In a recent report, we described changes in student-level net costs at Virginia’s public colleges and universities and their effects on student outcomes, particularly for the poorest individuals. In our most robust analysis, for example, we found that a $400 decrease in net cost for Pell-eligible students caused a 5.9-percentage-point increase in the rate at which those students stayed for a second year of college.

I use the word “caused” carefully – in the social sciences, to say that one thing causes another requires a methodology that rules out other possible causes. Many researchers, because of data limitations, cannot make such claims (or at least, should not). Fortunately, we were able to do so in our Virginia study.

In the absence of an experimental research design, it is hard to say with certainty that a particular change in the net cost of attendance causes a change in student outcomes. How do we know that the students experiencing changes in net costs are not systematically different from those that are not affected by such changes? Standard regression analysis can control for observed student differences in things like academic background and socioeconomic status, but there may still be unobserved differences that bias the results. We can never be sure that we’ve accounted for every other factor that may possibly explain the differences in outcomes, and so we are left with a correlation, not a cause.

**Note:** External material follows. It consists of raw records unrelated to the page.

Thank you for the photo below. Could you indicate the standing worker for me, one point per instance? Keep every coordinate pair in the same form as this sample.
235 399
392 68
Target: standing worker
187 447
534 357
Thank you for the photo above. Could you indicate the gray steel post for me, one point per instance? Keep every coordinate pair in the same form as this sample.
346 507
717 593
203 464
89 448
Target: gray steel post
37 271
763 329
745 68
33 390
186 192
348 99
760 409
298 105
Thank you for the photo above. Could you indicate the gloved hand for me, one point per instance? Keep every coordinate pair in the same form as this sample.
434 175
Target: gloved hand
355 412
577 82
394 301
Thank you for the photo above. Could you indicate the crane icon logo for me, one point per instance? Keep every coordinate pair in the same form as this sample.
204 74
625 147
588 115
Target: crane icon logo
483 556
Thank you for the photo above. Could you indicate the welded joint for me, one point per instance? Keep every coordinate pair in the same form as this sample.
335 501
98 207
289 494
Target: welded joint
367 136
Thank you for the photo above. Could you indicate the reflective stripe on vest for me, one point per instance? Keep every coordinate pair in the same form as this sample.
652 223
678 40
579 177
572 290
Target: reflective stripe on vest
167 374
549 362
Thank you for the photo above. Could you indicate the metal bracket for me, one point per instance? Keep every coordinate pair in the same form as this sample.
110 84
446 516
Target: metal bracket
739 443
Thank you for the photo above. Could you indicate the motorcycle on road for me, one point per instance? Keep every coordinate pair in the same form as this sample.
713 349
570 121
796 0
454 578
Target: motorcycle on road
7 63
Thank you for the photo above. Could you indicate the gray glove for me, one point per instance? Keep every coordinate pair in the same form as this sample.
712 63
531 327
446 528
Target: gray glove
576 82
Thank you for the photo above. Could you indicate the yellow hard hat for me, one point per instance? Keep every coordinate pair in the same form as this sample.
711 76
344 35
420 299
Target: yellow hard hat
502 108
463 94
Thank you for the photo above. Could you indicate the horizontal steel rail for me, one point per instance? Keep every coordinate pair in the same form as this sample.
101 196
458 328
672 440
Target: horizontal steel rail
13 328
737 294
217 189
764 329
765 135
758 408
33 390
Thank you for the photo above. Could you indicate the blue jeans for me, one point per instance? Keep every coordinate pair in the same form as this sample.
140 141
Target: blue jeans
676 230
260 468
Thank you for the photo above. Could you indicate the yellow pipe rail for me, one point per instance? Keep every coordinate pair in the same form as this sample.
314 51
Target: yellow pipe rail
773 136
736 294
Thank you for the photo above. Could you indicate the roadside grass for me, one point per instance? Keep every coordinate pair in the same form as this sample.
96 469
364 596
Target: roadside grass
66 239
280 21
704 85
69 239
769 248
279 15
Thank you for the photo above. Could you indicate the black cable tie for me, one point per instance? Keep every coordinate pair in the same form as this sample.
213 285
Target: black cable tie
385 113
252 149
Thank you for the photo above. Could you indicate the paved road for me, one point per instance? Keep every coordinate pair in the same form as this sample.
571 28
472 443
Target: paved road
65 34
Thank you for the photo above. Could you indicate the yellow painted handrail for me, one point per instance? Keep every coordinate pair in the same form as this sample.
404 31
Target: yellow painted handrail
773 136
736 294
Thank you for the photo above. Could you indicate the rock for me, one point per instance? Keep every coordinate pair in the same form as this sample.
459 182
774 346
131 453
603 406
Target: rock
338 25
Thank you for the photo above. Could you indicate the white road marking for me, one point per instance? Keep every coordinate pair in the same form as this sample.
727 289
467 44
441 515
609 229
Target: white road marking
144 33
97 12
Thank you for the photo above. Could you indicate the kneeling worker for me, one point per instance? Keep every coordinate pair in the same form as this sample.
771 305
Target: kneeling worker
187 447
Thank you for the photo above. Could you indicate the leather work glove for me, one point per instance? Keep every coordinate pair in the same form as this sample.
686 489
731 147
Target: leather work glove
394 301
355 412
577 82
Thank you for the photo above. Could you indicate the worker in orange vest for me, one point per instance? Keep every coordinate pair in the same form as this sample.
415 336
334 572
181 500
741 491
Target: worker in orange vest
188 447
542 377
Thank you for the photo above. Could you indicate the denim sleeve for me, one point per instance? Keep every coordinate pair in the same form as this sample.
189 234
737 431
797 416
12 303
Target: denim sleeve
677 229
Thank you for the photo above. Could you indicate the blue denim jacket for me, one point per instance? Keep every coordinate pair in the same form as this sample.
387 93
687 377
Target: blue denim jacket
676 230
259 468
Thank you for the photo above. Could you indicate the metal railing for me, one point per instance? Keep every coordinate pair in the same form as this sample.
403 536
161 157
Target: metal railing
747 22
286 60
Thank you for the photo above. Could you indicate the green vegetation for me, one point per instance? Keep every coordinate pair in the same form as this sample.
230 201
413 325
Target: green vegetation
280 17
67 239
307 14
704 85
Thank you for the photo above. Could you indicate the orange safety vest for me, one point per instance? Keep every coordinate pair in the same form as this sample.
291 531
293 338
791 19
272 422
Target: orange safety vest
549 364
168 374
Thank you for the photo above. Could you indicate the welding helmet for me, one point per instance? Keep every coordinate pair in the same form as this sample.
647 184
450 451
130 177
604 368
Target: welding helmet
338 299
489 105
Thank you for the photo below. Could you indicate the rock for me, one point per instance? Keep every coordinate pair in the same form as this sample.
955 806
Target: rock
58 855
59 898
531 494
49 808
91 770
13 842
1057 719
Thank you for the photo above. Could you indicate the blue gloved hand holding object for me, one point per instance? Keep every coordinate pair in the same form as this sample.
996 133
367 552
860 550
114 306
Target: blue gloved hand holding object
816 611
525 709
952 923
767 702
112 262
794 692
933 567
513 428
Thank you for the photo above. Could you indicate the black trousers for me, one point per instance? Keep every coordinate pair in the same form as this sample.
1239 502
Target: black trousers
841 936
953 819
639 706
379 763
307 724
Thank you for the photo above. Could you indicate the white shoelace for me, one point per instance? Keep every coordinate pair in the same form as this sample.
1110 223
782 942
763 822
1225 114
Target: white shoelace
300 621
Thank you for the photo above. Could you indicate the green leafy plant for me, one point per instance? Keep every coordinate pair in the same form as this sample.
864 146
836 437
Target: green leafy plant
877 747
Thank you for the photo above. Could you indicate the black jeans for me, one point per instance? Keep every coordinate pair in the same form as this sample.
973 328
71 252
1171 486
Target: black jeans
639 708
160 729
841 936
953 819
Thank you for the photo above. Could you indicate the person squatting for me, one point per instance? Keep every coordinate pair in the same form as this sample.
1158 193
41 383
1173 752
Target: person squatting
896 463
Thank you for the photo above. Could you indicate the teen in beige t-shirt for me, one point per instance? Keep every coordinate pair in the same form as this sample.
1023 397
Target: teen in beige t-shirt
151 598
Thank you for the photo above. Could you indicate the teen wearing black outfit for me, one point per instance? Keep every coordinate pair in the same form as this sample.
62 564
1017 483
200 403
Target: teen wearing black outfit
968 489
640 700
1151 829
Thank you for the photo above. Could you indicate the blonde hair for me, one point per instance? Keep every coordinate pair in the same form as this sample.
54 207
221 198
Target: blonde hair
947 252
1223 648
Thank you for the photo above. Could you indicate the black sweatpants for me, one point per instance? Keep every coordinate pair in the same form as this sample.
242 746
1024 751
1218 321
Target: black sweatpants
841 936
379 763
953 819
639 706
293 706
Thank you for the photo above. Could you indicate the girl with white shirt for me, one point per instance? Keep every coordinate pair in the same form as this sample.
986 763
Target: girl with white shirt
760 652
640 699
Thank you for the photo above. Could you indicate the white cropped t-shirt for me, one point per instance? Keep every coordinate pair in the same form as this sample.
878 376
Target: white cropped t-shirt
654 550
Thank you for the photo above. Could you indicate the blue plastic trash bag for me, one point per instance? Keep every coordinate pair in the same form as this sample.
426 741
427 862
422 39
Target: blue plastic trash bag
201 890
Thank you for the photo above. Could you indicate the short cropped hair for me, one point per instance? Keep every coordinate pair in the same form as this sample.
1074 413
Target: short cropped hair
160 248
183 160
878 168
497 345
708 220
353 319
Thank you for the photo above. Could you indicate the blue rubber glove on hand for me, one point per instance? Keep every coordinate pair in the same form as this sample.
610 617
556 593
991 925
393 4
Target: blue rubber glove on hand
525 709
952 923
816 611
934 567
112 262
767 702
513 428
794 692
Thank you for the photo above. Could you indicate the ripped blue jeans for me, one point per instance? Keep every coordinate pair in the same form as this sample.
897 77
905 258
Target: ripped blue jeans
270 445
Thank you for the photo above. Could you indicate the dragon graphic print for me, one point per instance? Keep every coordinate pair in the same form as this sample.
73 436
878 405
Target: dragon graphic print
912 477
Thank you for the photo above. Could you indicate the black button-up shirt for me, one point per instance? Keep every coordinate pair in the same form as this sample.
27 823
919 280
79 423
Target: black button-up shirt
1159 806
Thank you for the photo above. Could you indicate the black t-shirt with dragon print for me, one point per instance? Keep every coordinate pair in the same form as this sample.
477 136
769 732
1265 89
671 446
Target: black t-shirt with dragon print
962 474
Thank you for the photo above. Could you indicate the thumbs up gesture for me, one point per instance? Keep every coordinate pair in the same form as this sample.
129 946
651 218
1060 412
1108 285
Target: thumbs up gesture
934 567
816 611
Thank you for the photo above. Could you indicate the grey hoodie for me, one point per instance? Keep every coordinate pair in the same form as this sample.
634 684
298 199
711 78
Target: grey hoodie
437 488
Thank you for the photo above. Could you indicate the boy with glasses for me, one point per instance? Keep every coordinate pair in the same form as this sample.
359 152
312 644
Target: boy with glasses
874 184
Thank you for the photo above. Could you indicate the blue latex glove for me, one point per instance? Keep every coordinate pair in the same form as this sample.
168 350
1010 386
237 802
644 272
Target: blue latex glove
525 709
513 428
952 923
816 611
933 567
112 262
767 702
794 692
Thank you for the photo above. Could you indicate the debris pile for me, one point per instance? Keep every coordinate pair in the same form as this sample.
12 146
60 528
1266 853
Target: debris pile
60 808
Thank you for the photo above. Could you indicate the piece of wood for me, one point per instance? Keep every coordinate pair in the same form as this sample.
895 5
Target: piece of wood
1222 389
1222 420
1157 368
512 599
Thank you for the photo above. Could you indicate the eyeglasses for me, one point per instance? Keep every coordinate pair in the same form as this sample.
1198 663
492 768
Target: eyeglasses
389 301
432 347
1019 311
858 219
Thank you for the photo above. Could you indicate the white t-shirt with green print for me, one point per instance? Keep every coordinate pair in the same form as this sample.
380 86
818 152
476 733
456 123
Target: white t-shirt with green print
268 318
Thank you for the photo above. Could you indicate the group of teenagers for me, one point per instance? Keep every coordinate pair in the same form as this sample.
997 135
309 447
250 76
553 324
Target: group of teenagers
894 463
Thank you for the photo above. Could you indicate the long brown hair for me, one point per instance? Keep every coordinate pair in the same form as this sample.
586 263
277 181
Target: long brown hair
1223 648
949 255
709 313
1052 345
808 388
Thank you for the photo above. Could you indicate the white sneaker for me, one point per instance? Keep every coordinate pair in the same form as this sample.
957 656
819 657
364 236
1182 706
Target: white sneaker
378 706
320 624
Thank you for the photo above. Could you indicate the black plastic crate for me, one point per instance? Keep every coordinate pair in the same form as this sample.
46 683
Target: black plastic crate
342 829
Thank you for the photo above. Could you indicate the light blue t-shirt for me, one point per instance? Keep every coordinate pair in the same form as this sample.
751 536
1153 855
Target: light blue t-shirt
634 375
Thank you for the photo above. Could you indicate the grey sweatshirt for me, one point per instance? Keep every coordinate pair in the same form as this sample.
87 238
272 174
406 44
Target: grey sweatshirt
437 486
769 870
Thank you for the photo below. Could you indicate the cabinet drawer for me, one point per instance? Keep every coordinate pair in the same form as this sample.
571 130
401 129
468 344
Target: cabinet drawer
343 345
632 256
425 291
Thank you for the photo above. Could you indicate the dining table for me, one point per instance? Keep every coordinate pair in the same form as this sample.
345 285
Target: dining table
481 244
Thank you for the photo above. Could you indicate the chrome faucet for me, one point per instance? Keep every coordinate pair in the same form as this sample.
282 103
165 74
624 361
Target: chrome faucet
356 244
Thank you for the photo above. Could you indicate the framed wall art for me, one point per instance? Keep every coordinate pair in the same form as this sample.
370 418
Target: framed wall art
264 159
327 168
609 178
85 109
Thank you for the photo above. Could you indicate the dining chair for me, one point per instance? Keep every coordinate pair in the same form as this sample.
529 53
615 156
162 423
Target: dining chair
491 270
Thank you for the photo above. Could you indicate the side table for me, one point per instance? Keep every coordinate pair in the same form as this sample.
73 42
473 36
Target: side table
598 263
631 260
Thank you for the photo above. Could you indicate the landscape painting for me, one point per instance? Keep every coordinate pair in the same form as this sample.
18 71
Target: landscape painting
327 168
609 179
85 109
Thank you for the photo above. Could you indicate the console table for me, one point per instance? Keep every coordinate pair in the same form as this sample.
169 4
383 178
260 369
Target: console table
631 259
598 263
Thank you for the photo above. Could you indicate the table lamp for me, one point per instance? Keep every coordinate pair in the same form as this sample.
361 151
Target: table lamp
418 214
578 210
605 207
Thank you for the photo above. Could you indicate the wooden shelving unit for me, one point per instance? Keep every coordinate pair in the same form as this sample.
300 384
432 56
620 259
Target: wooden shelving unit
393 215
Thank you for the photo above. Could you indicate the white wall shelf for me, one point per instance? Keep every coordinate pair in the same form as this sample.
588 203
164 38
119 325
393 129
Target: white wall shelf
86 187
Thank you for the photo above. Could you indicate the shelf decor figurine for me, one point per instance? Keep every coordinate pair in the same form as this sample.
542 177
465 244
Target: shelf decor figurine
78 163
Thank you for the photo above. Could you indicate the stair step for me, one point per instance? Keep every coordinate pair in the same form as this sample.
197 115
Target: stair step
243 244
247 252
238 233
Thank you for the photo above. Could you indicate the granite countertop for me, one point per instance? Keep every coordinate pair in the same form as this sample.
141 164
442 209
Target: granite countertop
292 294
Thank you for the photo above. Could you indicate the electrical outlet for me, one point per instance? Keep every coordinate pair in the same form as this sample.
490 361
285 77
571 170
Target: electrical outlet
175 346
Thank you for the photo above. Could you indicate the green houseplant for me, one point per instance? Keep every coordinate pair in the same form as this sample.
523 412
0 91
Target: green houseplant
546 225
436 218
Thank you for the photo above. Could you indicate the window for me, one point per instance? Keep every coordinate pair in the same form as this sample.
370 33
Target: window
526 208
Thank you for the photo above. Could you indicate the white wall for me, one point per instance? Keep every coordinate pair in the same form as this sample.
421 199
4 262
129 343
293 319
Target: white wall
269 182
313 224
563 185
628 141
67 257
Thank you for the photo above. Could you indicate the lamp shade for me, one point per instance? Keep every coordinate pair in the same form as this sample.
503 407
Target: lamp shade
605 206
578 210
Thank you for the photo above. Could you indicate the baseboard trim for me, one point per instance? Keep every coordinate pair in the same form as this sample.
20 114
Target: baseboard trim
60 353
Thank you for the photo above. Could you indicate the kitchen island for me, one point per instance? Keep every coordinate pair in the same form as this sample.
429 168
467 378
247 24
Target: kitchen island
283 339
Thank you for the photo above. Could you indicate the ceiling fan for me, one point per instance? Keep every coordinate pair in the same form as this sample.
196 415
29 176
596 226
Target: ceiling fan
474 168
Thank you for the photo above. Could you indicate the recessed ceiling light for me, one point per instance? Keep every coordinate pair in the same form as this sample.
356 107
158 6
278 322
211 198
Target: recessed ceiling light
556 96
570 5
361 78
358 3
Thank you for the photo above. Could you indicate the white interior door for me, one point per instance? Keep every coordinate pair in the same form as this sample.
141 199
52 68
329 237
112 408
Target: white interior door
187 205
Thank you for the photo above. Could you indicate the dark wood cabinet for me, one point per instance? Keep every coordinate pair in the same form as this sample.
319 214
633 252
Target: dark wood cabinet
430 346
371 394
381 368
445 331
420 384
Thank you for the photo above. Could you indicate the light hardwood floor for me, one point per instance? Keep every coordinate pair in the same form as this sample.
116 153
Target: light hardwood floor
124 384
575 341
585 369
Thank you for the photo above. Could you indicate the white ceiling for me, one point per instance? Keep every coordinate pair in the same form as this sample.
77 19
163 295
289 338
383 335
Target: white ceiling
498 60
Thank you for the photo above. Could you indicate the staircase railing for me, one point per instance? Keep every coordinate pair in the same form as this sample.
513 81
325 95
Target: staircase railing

Our report addresses these concerns without the need for a randomized, controlled experiment. How? By taking advantage of a shock in external conditions associated only with changing net costs. This shock effectively creates a natural experiment whereby net costs for a particular group of students are altered while every other condition remains unchanged.

In our report, this external “shock” was an increase between 2008 and 2009 in the federal income threshold required to automatically qualify for a zero expected family contribution (EFC), from $20,000/year to $30,000/year – the largest single-year increase since 2001. This resulted in a large number of students qualifying for the maximum Pell Grant in 2009 who would otherwise have received lower awards and, as a result, experienced higher net costs. We then compared the difference in outcomes before and after this policy change for a group of students affected by the intervention and for another group unaffected by the intervention but nearly identical in all other aspects to the first group (hence the name for this methodology: difference-in-differences).

Our “treatment” group consisted of students with family incomes between $20,000 and $30,000 and the “control” group consisted of students with incomes between $30,001 and $35,000 (who thus barely missed the cutoff). As a result, any relative change in the first-year retention rate of students in the treatment group can be attributed to the policy change.

Indeed, this policy (which decreased net costs by an average of $400 for those students in the treatment group) caused a statistically significant increase of 5.9 percentage points in the probability of first-year retention. This effect was substantially larger than what we observed in our conventional regression models, where we found that an increase in net costs of $1000 was associated with a decrease in the first-year retention rate by somewhat less than 1 percentage point.

What can we conclude from this exercise? First, it is clear that poorer students do respond to even small changes in the amount of financial aid they receive. Second, students are responsive not only to direct increases in need-based grants, but also to policies that indirectly affect financial aid awards like the EFC change; in fact, it may be easier for policymakers to find agreement on such indirect changes. As a result, the difference-in-differences methodology reveals that traditional regression methodologies may underestimate the “real” impact that a change in net costs has on student outcomes. Understanding the true effect becomes even important in light of recent increases in these costs – averaging nearly $2,000 between 2007 and 2012 for students in the lowest income quintile – that make it more challenging for students to succeed in Virginia’s public four-year institutions.